L'accord global : "nous l'appelons aussi de nos vœux", a précisé Philippe Gosselin, député les Républicains, pour répondre aux députés de gauche qui les accuse de ne pas chercher à débattre sur le fond du sujet. À minuit heure de Paris, les débats ont dû se clore avant la fin de l'examen de tous les amendements déposés. Pendant ce temps, à Nouméa, un couvre-feu a été instauré à compter de 18h, ce mardi. 

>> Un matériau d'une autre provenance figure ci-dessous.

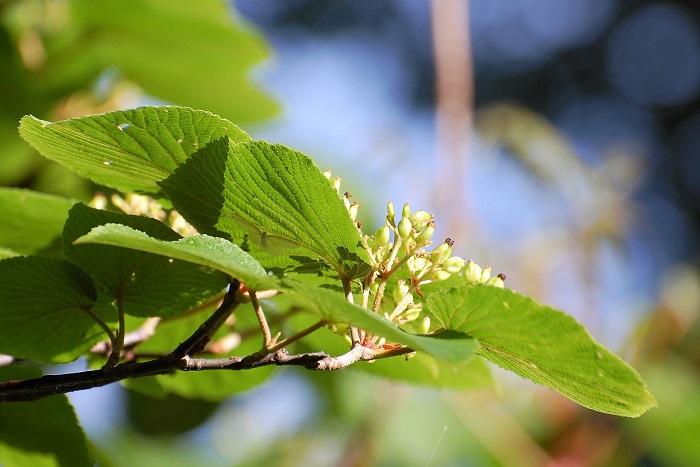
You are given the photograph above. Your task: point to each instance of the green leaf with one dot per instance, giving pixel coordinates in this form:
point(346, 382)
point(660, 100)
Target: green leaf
point(207, 68)
point(45, 432)
point(213, 252)
point(148, 284)
point(425, 370)
point(421, 369)
point(452, 347)
point(129, 150)
point(277, 195)
point(544, 345)
point(32, 222)
point(45, 307)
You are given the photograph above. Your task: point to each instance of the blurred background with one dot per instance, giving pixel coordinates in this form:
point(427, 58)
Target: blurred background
point(558, 142)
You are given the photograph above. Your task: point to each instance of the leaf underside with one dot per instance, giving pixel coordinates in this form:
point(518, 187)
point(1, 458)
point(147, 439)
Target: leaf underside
point(275, 197)
point(544, 345)
point(129, 150)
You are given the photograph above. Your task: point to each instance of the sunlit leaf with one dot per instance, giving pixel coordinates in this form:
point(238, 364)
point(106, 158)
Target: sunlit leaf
point(32, 222)
point(148, 284)
point(544, 345)
point(213, 252)
point(451, 347)
point(45, 307)
point(277, 195)
point(129, 150)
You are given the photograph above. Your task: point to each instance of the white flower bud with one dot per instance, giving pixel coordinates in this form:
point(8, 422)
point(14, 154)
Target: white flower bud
point(404, 228)
point(472, 272)
point(497, 281)
point(485, 275)
point(400, 290)
point(390, 213)
point(440, 275)
point(426, 235)
point(424, 325)
point(420, 219)
point(453, 264)
point(382, 236)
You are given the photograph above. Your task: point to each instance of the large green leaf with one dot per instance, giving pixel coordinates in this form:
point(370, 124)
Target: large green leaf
point(129, 150)
point(544, 345)
point(421, 369)
point(32, 222)
point(44, 306)
point(214, 252)
point(452, 347)
point(197, 54)
point(40, 433)
point(278, 195)
point(148, 284)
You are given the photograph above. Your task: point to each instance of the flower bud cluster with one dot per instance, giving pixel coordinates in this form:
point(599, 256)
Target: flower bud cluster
point(406, 239)
point(139, 205)
point(474, 274)
point(411, 235)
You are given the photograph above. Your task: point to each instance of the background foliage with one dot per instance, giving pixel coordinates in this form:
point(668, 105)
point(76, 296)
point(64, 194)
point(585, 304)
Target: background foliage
point(51, 70)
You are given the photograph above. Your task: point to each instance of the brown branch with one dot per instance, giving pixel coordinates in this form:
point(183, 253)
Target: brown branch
point(181, 359)
point(201, 337)
point(49, 385)
point(359, 353)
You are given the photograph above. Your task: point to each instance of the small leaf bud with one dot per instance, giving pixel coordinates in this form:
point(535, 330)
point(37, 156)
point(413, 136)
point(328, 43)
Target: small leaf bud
point(485, 275)
point(405, 228)
point(497, 281)
point(382, 236)
point(453, 264)
point(420, 219)
point(426, 235)
point(424, 325)
point(400, 291)
point(472, 272)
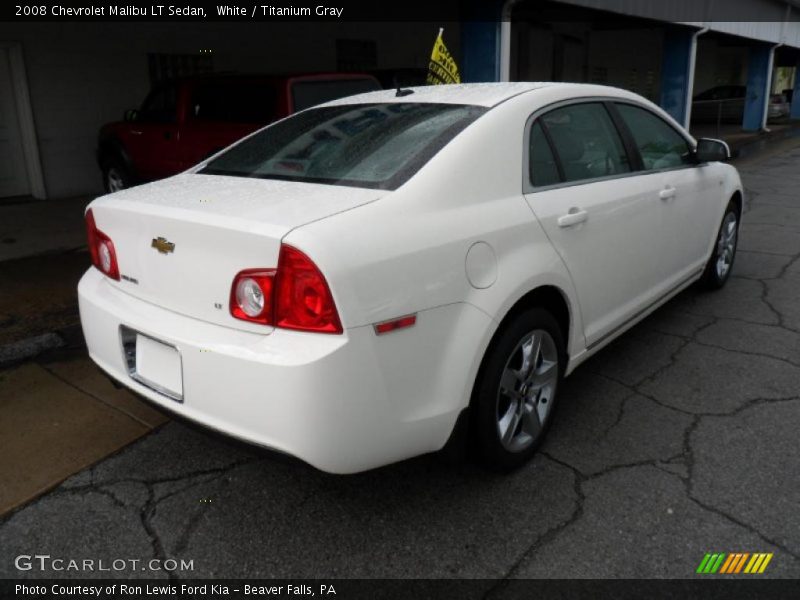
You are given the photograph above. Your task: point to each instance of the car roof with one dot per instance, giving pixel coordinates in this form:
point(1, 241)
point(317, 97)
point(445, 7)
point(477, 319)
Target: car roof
point(479, 94)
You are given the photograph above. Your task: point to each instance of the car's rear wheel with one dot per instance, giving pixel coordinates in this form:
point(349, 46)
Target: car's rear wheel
point(516, 391)
point(719, 266)
point(116, 177)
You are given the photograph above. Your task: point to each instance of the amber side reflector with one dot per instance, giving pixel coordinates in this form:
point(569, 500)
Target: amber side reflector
point(395, 324)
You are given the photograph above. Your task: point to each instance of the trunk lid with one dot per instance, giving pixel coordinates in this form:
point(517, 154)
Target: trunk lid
point(180, 242)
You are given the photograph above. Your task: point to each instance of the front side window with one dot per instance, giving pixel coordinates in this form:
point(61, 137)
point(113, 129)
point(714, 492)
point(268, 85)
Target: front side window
point(660, 146)
point(310, 92)
point(364, 145)
point(585, 141)
point(161, 106)
point(235, 102)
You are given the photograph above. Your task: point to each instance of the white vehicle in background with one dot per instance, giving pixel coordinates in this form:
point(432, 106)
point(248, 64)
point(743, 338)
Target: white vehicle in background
point(365, 280)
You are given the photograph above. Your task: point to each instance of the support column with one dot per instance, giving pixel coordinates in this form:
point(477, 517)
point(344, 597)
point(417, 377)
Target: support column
point(759, 71)
point(480, 41)
point(677, 74)
point(795, 113)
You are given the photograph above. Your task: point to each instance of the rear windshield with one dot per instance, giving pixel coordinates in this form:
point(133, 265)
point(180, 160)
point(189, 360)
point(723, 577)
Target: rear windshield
point(376, 146)
point(310, 92)
point(235, 102)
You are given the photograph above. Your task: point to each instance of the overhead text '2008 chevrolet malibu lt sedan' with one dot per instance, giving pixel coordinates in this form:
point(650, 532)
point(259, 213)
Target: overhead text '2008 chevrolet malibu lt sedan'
point(369, 279)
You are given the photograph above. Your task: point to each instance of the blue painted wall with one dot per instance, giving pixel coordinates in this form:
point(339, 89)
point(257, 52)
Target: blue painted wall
point(480, 40)
point(757, 79)
point(675, 73)
point(796, 94)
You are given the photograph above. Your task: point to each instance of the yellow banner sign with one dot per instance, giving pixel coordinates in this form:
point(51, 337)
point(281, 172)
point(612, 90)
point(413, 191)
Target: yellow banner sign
point(442, 67)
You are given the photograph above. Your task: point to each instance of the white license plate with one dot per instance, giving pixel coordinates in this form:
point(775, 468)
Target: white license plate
point(158, 366)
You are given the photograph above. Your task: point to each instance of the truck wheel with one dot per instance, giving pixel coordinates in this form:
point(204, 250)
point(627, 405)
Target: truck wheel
point(116, 177)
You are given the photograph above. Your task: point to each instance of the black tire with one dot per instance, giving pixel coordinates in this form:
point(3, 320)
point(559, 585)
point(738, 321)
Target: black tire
point(720, 264)
point(491, 401)
point(116, 176)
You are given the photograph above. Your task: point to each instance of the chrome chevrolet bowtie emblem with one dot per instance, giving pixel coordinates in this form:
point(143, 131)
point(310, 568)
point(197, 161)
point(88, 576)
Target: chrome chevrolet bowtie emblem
point(162, 245)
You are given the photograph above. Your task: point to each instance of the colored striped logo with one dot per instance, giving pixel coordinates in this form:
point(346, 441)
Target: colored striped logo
point(734, 562)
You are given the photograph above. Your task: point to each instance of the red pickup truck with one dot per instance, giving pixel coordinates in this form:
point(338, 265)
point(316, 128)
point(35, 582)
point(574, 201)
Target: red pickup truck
point(184, 121)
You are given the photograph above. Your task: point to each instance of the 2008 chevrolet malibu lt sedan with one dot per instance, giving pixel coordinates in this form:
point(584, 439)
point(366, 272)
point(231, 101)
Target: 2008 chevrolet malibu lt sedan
point(396, 272)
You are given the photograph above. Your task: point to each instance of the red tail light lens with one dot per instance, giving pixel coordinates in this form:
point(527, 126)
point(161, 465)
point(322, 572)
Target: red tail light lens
point(303, 299)
point(101, 248)
point(295, 296)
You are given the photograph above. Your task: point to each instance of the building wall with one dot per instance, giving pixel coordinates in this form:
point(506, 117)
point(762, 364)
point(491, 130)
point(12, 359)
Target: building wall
point(719, 64)
point(82, 75)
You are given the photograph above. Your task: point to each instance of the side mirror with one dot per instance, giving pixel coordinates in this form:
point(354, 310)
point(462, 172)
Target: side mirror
point(709, 150)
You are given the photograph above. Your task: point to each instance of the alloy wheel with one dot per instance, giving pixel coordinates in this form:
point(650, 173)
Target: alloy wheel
point(726, 245)
point(526, 392)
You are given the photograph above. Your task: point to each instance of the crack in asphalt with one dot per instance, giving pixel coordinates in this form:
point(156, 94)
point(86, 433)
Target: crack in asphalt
point(686, 456)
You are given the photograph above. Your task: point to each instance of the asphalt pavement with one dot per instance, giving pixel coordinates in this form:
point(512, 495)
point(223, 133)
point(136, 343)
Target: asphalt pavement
point(679, 439)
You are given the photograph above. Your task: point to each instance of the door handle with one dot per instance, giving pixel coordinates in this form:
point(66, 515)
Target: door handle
point(667, 193)
point(573, 217)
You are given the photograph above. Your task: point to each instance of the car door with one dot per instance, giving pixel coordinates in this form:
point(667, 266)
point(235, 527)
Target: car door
point(152, 138)
point(593, 207)
point(687, 191)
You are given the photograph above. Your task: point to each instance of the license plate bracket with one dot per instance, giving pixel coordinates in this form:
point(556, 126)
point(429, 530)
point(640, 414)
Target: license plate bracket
point(155, 364)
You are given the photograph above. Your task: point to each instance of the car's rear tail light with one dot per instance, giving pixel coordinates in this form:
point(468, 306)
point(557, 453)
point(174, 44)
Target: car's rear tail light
point(251, 295)
point(293, 296)
point(101, 248)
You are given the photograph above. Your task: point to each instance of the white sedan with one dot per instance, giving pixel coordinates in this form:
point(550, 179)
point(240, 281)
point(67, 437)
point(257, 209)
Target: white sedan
point(393, 273)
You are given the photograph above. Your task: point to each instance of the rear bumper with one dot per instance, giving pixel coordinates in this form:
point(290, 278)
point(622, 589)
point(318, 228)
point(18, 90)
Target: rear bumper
point(342, 403)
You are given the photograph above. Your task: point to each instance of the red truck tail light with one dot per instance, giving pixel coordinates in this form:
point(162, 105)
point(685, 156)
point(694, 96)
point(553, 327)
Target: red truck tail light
point(293, 296)
point(101, 248)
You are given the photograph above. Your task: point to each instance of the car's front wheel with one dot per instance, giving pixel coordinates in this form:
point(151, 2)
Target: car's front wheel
point(516, 390)
point(719, 266)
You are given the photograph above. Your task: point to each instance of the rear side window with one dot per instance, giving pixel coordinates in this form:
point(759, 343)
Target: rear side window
point(234, 102)
point(660, 146)
point(586, 142)
point(308, 93)
point(543, 168)
point(365, 145)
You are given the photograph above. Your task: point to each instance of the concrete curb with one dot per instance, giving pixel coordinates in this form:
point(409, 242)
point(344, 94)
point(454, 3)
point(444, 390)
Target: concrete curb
point(15, 352)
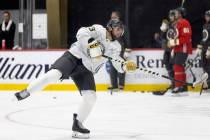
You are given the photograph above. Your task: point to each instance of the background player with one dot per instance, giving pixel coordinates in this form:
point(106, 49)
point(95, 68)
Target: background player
point(168, 32)
point(80, 62)
point(203, 49)
point(182, 47)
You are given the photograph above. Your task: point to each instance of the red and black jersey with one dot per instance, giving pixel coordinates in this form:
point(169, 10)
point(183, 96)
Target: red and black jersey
point(184, 31)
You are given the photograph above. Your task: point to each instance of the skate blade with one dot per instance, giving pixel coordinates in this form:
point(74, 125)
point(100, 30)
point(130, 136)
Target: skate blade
point(79, 135)
point(181, 94)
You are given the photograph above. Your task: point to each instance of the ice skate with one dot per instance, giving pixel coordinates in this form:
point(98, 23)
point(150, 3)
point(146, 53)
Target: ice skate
point(79, 131)
point(22, 95)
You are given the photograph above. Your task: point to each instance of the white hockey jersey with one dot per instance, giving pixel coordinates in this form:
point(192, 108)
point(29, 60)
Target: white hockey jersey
point(110, 48)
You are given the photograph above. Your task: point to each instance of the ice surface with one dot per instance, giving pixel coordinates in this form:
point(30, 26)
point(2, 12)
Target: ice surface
point(122, 116)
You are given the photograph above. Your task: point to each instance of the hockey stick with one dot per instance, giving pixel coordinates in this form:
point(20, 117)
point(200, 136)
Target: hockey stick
point(189, 66)
point(149, 71)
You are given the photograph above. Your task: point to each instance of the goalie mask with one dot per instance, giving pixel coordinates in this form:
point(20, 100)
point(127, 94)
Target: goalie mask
point(172, 33)
point(116, 28)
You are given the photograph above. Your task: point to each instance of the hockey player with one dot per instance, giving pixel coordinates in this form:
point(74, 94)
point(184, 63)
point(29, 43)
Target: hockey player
point(182, 47)
point(203, 49)
point(168, 32)
point(81, 62)
point(118, 79)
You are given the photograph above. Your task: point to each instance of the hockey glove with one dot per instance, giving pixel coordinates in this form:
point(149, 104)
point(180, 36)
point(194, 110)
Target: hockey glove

Philippe Dunoyer, député calédonien, juge que le Caillou n'avait pas connu de telles violences depuis 40 ans. "Parler de l'histoire de la Nouvelle-Calédonie, c'est très important, je veux simplement vous dire que le processus calédonien est très compliqué, très fragile. Je vous le dis avec le cœur, je suis très inquiet par ce qu'il se passe. Le président de la République a lancé un appel, c'est le dernier espoir que nous ayons de sortir le territoire du risque de retomber dans les pires heures de son histoire", a-t-il conclu, alors qu'il avait été très attentif et silencieux pendant les débats. Une centaine d'amendements devront encore être étudiés. Les débats reprendront mardi dans l'après-midi, à Paris, avant le vote solennel initialement prévu à 16 h, qui pourrait être repoussé à mercredi si les débats s'éternisent encore.